We’ll get to the Cozy in a moment. Consider first this unbelievable rarity: a 1960s Ben Franklin, looking as though the chain was still a retail powerhouse with clothes and popcorn and a record section and parakeets in the back:


You have to wonder how many kids today get the connection between Ben and a key.

Up the block, a survivor from the age of classic neon. Simple and pure:

Across the street, the modern world and then some. Internet access and tattoos:

Back to the Cozy. What a beaut.


Having that typeface appear in your small town was like a visit from the Hindenburg, or Ginger Rogers - why, this was what letters looked like in swank nightclubs in Manhattan! Beautiful women with platinum-colored dresses got hammered in places that had letters like these on the menu!

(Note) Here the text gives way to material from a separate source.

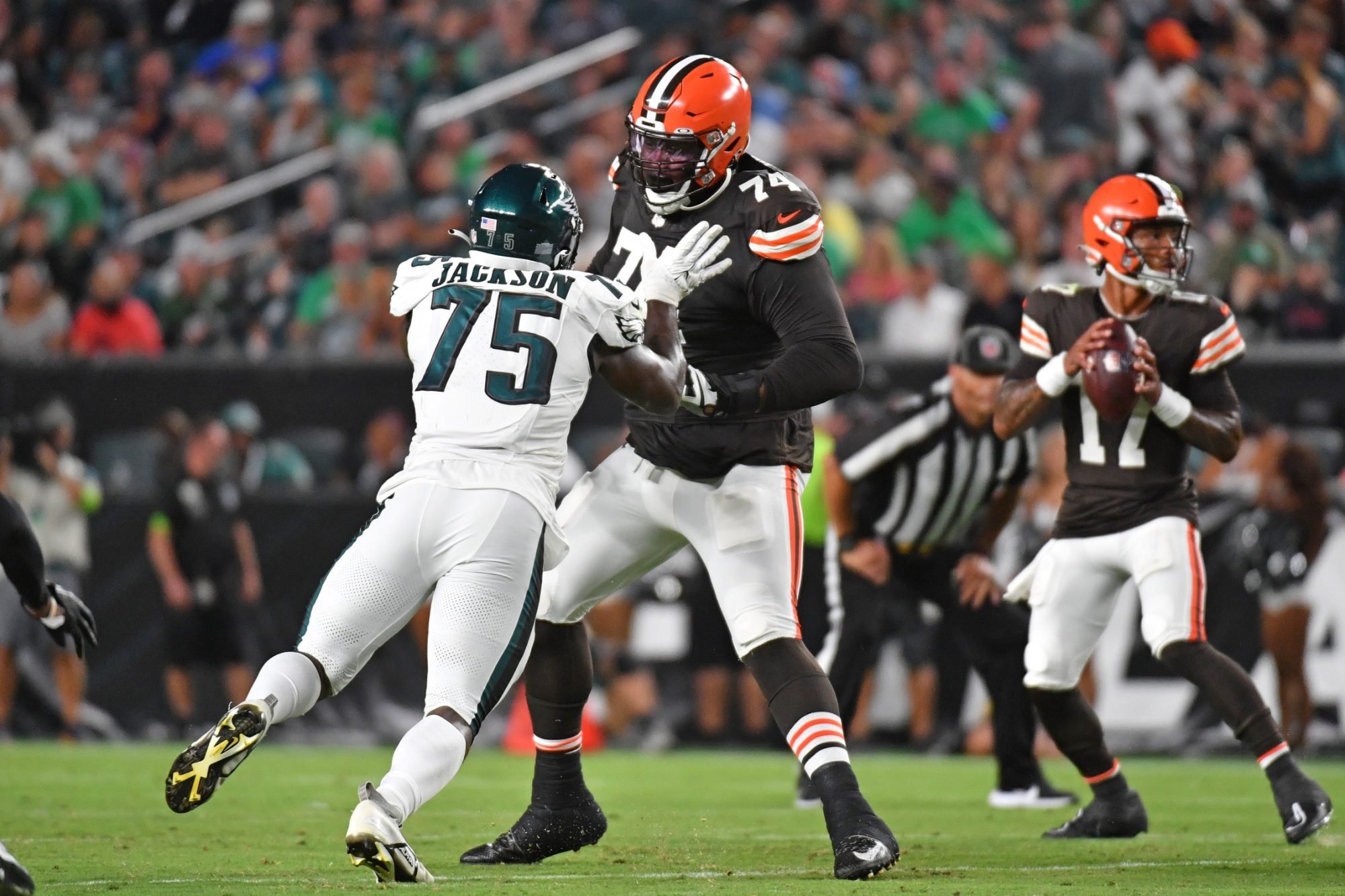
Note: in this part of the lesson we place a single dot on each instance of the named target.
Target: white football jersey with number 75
(501, 366)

There's absolutely no reason for the details below; the theater would have done fine without them. But there they are, twin little barrels bleeding off the excess joy generated inside the Cozy.

A history of the theater can be found here - cozytheatre.com, of course. Don't miss the popcorn machine picture on the "history" page. This isn't some ersatz insincere "nostalgia" diorama; it's the real thing, intact and alive.

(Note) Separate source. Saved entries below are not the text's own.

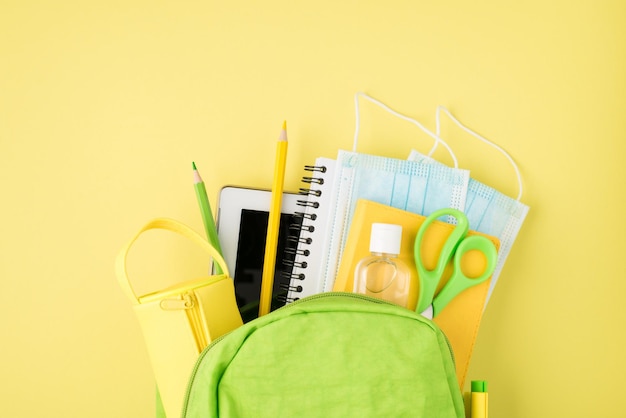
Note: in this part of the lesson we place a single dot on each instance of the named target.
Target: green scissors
(456, 245)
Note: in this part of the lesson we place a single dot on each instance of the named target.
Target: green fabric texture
(328, 355)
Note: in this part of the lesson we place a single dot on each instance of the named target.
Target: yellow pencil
(273, 225)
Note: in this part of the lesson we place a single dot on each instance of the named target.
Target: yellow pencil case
(180, 321)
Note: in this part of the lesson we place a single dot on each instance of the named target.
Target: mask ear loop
(401, 116)
(476, 135)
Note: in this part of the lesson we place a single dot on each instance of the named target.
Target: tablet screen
(250, 255)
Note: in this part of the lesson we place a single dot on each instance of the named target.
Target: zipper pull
(175, 304)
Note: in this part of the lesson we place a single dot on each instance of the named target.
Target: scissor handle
(459, 281)
(429, 279)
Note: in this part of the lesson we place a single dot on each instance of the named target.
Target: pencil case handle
(168, 225)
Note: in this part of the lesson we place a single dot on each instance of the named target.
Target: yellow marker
(273, 225)
(480, 399)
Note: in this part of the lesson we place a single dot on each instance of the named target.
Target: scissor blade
(428, 312)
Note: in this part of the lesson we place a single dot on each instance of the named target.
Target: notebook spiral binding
(296, 251)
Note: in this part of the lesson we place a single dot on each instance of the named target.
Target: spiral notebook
(310, 236)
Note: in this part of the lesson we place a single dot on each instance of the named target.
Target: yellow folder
(460, 319)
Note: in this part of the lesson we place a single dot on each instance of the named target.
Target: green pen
(207, 214)
(480, 399)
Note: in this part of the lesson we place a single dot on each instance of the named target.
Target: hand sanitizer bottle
(382, 274)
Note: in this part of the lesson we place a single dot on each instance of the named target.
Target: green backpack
(328, 355)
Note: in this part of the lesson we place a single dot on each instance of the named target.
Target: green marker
(207, 214)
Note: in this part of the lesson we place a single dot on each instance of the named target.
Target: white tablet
(242, 227)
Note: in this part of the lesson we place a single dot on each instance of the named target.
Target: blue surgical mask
(488, 210)
(407, 185)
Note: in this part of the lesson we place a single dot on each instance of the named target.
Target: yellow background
(104, 104)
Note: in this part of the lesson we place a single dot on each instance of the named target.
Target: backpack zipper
(295, 303)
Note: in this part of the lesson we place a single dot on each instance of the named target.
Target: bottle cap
(386, 238)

After Wadena I was in a mood to cruise; I wanted to get to Fargo and shoot pictures downtown before I lost the light. The main point of this trip, after all, was assembling the photos I need for the overhauled Fargo site, which is weary and small and very 1999, and doesn’t reflect the remarkable changes that have revitalized the  downtown in the last few years. So I drove. I drove fast. As is my wont. Good music, light traffic, flat straight road, just enough slower cars to pass to make you feel like you’re performing some long elaborate dance routine: that’s a kind of heaven you have to grow up in the Midwest to know. I blew past New York Mills, slowed for the crawl through Detroit Lakes, scowled at the big billboards touting the Brave New Overpass they’re about to build; it smells of a top-down boondoggle imposed by the Descendants of Moses (Robert Moses, not . . . you know, Moses Moses),  men who would prefer the highways to consist of small streamlined slotcars driven by robots, instead of messy humans periodically gripped by the desire to take an exit and explore on their own instead of following the road to the designated Exploratorium. I imagined a Bruce-McCall-style gargantuan project that drains the life out of the city’s downtown; I foresaw construction delays that would stretch ten years. I passed through downtown at the usual sluggish pace, and was grateful.

The last patch was the hardest. Literally. Highway Ten is sheer uninterrupted washboard from DL to Fargo. Badup badup badup badup badup badup badup badup badup badup  for forty miles. There was construction, dammit. But they were repairing the road: huzzah. Nevertheless, construction, dammit. Channeled down to one lane. Twenty miles in the chute. I was inbound to Fargo on a Friday, which meant I had the easy side; the westbound lane heading to the lakes, to freedom, to sun, to the fishy-stink water and beer halls and sand in your pants and all the other hallmarks of our most holy July – that lane was solid, that lane was slow. That lane clogged up and stopped. Note to self: find another way out of town Sunday.

But what? There were but two: the soulless interstate, and Ten. Was there another way?

Ask Dad. He’d know.

I got into Fargo around four. I drove straight downtown and parked outside of the bookstore where I used to buy old comic books, which used to be across from the Quality bakery (best glazed donuts, ever) and was still across from the old Ford assembly plant by the train station from which my dad went to war, which was later turned into a restaurant where I had tandoori chicken when I came home in the 90s, when Mom was sick.

And that’s what flooded my head when I parked. Enough to make you hesitate to leave the vehicle. But I did. And that’s tomorrow.